A Chinese activist who has spent years petitioning over resettlement terms for those displaced by the giant Three Gorges Dam was beaten up just after being called in by police, a rights group said on Tuesday.
BEIJING A Chinese activist who has spent years petitioning over resettlement terms for those displaced by the giant Three Gorges Dam was beaten up just after being called in by police, a rights group said on Tuesday.
Human Rights in China said it was the latest in a string of attacks against Fu Xiancai, who has been petitioning since the 1990s for better compensation for the more than 1 million flooded out of their homes by the dam.
"As a result of his legitimate petitioning activities, Fu has been made a target of a chilling pattern of harassment, assault, death threats and abuse by individuals who have been clearly allowed to act with impunity," the New York-based group said in a statement.
The Three Gorges, the world's largest hydroelectricity dam, is also aimed at taming floods on the Yangtze river, but the $25 billion project has been mired in controversy over its environmental impact and the human cost to those resettled.
Fu was beaten up while walking home last week after a meeting with the Public Security Bureau in Zigui County of the central province of Hubei, where he was called in for a discussion about an interview, critical of resettlement terms, he had given to a German broadcaster.
An official contacted by telephone at the Zigui Public Security Bureau declined to comment.

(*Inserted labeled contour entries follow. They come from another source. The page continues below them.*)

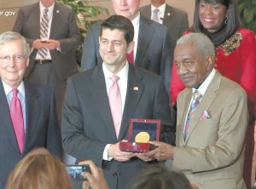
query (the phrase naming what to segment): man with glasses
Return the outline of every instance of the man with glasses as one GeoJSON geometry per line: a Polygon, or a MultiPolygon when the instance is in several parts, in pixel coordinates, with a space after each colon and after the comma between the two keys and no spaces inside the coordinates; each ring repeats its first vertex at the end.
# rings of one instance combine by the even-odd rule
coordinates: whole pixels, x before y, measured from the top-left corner
{"type": "Polygon", "coordinates": [[[19,33],[0,35],[0,188],[31,150],[44,147],[61,157],[53,89],[23,80],[30,49],[19,33]]]}

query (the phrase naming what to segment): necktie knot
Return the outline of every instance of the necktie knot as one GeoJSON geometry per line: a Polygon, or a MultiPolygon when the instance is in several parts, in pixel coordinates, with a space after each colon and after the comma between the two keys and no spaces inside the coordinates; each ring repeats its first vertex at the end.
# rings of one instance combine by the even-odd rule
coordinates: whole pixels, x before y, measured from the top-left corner
{"type": "Polygon", "coordinates": [[[48,11],[49,11],[49,9],[48,9],[47,8],[45,8],[44,13],[44,14],[47,14],[48,11]]]}
{"type": "Polygon", "coordinates": [[[120,79],[120,77],[118,76],[112,76],[110,79],[113,81],[113,83],[117,83],[120,79]]]}
{"type": "Polygon", "coordinates": [[[159,22],[159,17],[158,17],[158,12],[159,9],[155,9],[154,10],[153,10],[153,16],[152,16],[152,20],[154,21],[159,22]]]}
{"type": "Polygon", "coordinates": [[[13,98],[14,98],[14,97],[17,97],[17,94],[18,94],[18,89],[13,89],[12,92],[13,92],[13,98]]]}
{"type": "Polygon", "coordinates": [[[198,90],[195,90],[193,94],[193,98],[195,100],[199,100],[201,99],[202,95],[198,90]]]}
{"type": "Polygon", "coordinates": [[[156,14],[156,15],[157,15],[158,12],[159,12],[159,9],[155,9],[154,10],[153,10],[154,14],[156,14]]]}

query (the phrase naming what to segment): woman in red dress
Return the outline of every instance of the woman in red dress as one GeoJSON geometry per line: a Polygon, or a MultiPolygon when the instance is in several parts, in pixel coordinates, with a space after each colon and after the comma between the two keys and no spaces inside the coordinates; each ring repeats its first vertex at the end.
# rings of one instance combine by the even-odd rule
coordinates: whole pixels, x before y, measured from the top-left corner
{"type": "MultiPolygon", "coordinates": [[[[241,26],[235,0],[195,0],[194,24],[184,35],[189,32],[205,33],[212,40],[216,50],[215,68],[222,75],[240,83],[247,92],[250,122],[243,172],[247,187],[251,188],[256,117],[255,34],[241,26]]],[[[172,106],[183,88],[173,64],[170,86],[172,106]]]]}

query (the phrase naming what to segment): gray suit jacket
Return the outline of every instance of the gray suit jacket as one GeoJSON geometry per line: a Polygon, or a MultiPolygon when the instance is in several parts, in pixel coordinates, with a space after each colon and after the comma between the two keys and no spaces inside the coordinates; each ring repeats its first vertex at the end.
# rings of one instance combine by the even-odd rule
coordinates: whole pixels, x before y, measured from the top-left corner
{"type": "Polygon", "coordinates": [[[107,144],[127,140],[131,118],[161,120],[161,140],[174,144],[167,94],[160,77],[129,65],[127,92],[121,129],[116,139],[102,66],[68,80],[63,106],[63,147],[78,161],[92,159],[103,169],[109,188],[124,189],[142,167],[150,163],[137,158],[124,163],[102,160],[107,144]],[[138,90],[134,89],[137,87],[138,90]]]}
{"type": "MultiPolygon", "coordinates": [[[[151,20],[140,18],[137,49],[135,64],[165,77],[166,91],[169,90],[172,67],[173,47],[167,28],[151,20]]],[[[92,26],[84,39],[82,56],[82,71],[86,71],[103,60],[99,53],[101,23],[92,26]]]]}
{"type": "Polygon", "coordinates": [[[242,166],[248,121],[245,91],[216,72],[195,112],[184,141],[183,127],[191,94],[191,89],[185,89],[177,98],[173,166],[201,189],[245,189],[242,166]],[[201,118],[204,111],[210,118],[201,118]]]}
{"type": "Polygon", "coordinates": [[[26,127],[24,151],[20,154],[0,79],[0,188],[3,188],[16,163],[32,149],[45,147],[61,158],[61,131],[53,90],[28,80],[24,84],[26,127]]]}
{"type": "MultiPolygon", "coordinates": [[[[141,14],[148,19],[151,19],[151,4],[140,9],[141,14]]],[[[177,8],[166,4],[163,25],[169,28],[172,46],[176,46],[176,41],[189,27],[188,14],[177,8]]]]}
{"type": "MultiPolygon", "coordinates": [[[[24,36],[31,47],[35,39],[40,38],[39,3],[20,9],[13,31],[24,36]]],[[[76,17],[71,9],[58,3],[55,3],[49,38],[59,40],[61,43],[61,52],[56,49],[49,51],[53,68],[60,80],[66,80],[68,77],[78,73],[75,51],[81,40],[76,17]]],[[[32,71],[37,54],[38,49],[33,49],[26,76],[32,71]]]]}

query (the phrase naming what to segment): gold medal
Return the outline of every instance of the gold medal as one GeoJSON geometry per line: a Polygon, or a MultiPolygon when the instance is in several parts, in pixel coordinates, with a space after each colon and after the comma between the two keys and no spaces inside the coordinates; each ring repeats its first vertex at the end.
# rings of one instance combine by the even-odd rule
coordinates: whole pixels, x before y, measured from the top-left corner
{"type": "Polygon", "coordinates": [[[150,136],[149,134],[147,132],[139,132],[135,136],[135,142],[140,142],[140,143],[147,143],[149,141],[150,136]]]}

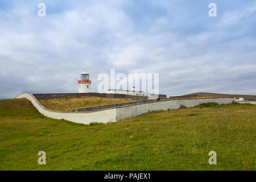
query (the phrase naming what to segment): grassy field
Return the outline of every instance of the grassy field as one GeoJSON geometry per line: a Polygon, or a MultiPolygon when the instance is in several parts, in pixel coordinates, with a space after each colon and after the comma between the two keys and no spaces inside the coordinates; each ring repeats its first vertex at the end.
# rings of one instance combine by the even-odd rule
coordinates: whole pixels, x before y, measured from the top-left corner
{"type": "Polygon", "coordinates": [[[38,101],[47,109],[63,111],[71,111],[74,109],[135,101],[127,98],[111,98],[99,97],[69,97],[39,99],[38,101]]]}
{"type": "Polygon", "coordinates": [[[0,169],[255,170],[255,105],[230,104],[88,126],[46,118],[24,99],[1,100],[0,169]],[[212,150],[217,165],[208,164],[212,150]]]}

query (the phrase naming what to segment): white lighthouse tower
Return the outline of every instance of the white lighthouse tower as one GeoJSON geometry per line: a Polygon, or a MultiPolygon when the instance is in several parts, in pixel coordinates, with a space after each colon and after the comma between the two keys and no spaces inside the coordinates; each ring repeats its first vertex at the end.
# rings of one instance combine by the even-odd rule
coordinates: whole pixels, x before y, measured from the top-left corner
{"type": "Polygon", "coordinates": [[[92,81],[89,77],[89,73],[85,70],[81,73],[81,80],[79,80],[79,93],[90,92],[90,84],[92,81]]]}

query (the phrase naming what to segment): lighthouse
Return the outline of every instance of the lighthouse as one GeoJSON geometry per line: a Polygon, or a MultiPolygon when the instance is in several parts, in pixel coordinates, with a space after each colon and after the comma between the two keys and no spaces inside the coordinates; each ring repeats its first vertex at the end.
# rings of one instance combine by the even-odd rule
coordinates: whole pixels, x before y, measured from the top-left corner
{"type": "Polygon", "coordinates": [[[81,73],[81,80],[79,80],[79,93],[90,92],[90,84],[92,81],[89,77],[89,73],[85,70],[81,73]]]}

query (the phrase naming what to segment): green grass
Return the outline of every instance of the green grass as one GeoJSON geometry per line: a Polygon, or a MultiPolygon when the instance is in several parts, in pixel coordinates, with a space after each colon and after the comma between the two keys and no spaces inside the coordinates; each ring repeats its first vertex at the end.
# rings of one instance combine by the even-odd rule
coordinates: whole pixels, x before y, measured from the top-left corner
{"type": "Polygon", "coordinates": [[[1,170],[255,170],[256,106],[154,111],[83,125],[0,100],[1,170]],[[38,164],[39,151],[46,165],[38,164]],[[217,165],[208,153],[217,152],[217,165]]]}
{"type": "Polygon", "coordinates": [[[112,98],[100,97],[68,97],[42,98],[39,99],[38,101],[47,109],[63,111],[71,111],[75,109],[135,101],[127,98],[112,98]]]}

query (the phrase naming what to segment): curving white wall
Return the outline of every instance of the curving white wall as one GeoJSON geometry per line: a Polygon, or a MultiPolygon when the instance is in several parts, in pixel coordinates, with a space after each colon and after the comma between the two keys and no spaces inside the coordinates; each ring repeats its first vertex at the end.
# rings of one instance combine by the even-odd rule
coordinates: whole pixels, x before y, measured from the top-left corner
{"type": "Polygon", "coordinates": [[[233,98],[168,100],[104,109],[93,111],[64,112],[46,109],[40,104],[32,94],[28,93],[22,93],[15,97],[15,98],[25,98],[31,101],[38,111],[47,117],[57,119],[64,119],[73,122],[84,124],[89,124],[91,122],[106,123],[115,122],[136,117],[146,113],[148,111],[177,109],[181,105],[190,107],[201,103],[213,102],[219,104],[227,104],[232,103],[233,101],[233,98]]]}
{"type": "Polygon", "coordinates": [[[116,121],[115,109],[108,109],[88,112],[64,112],[53,111],[44,107],[31,94],[22,93],[15,98],[24,98],[31,101],[33,105],[43,115],[53,119],[64,119],[79,123],[89,124],[91,122],[106,123],[116,121]]]}

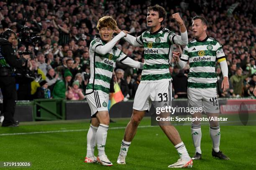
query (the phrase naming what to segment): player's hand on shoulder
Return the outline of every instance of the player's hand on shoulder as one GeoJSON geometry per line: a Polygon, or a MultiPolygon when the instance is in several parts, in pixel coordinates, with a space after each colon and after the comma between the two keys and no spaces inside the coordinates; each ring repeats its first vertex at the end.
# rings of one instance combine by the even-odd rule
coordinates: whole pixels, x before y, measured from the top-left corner
{"type": "Polygon", "coordinates": [[[175,60],[177,62],[179,61],[179,52],[175,52],[173,51],[172,52],[172,58],[175,60]]]}
{"type": "Polygon", "coordinates": [[[180,17],[179,14],[179,13],[175,13],[175,14],[172,14],[172,18],[175,20],[179,24],[184,24],[183,21],[180,17]]]}
{"type": "Polygon", "coordinates": [[[115,28],[115,30],[114,30],[114,32],[116,33],[117,34],[119,34],[121,31],[122,31],[121,30],[120,30],[117,26],[115,28]]]}
{"type": "Polygon", "coordinates": [[[229,88],[228,78],[227,77],[224,77],[221,83],[221,88],[223,89],[223,92],[225,92],[228,88],[229,88]]]}

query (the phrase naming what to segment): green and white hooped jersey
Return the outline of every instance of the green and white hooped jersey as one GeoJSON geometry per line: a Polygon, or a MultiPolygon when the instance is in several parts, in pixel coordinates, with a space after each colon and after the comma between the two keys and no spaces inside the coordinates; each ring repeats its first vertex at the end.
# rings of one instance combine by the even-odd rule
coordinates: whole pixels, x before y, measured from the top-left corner
{"type": "Polygon", "coordinates": [[[151,33],[145,31],[136,38],[144,47],[144,62],[141,73],[142,82],[154,82],[171,78],[169,62],[174,44],[174,38],[177,34],[161,28],[151,33]]]}
{"type": "Polygon", "coordinates": [[[101,55],[95,52],[95,48],[106,43],[100,38],[94,39],[90,44],[90,56],[91,77],[86,87],[86,94],[100,90],[109,93],[110,82],[116,61],[122,62],[127,57],[123,52],[114,46],[108,53],[101,55]]]}
{"type": "Polygon", "coordinates": [[[183,50],[180,60],[189,61],[188,88],[216,88],[216,62],[226,60],[218,41],[208,36],[202,41],[192,40],[183,50]]]}

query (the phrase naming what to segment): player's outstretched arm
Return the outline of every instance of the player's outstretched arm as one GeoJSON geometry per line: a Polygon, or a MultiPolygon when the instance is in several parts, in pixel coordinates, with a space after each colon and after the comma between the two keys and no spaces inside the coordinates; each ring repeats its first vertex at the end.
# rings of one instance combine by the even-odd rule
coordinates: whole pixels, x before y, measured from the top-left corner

Police barred the German journalist who interviewed Fu from entering the hospital to see him, Human Rights in China said.
Activists also say dams in the southern province of Fujian exacerbated flooding there when operators opened the floodgates of 10 reservoirs without adequate warning.
Fujian has been the hardest-hit area from two weeks of heavy rain in southern China that has killed at least 93 people and caused half a million to be evacuated to higher ground.
Dam operators opened the floodgates on June 6 when reservoir levels rose too high, sending torrents of water into the Hetongxi valley in Fujian's Pingnan county, said environmental think-tank Probe International.
A banner strung up in one of the areas affected by the floods called them a "man-made disaster" and called on local leaders to hold a dialogue with residents, according to a photo of the scene on the Web site of a local environment group, Fujian Pingnan Green Home.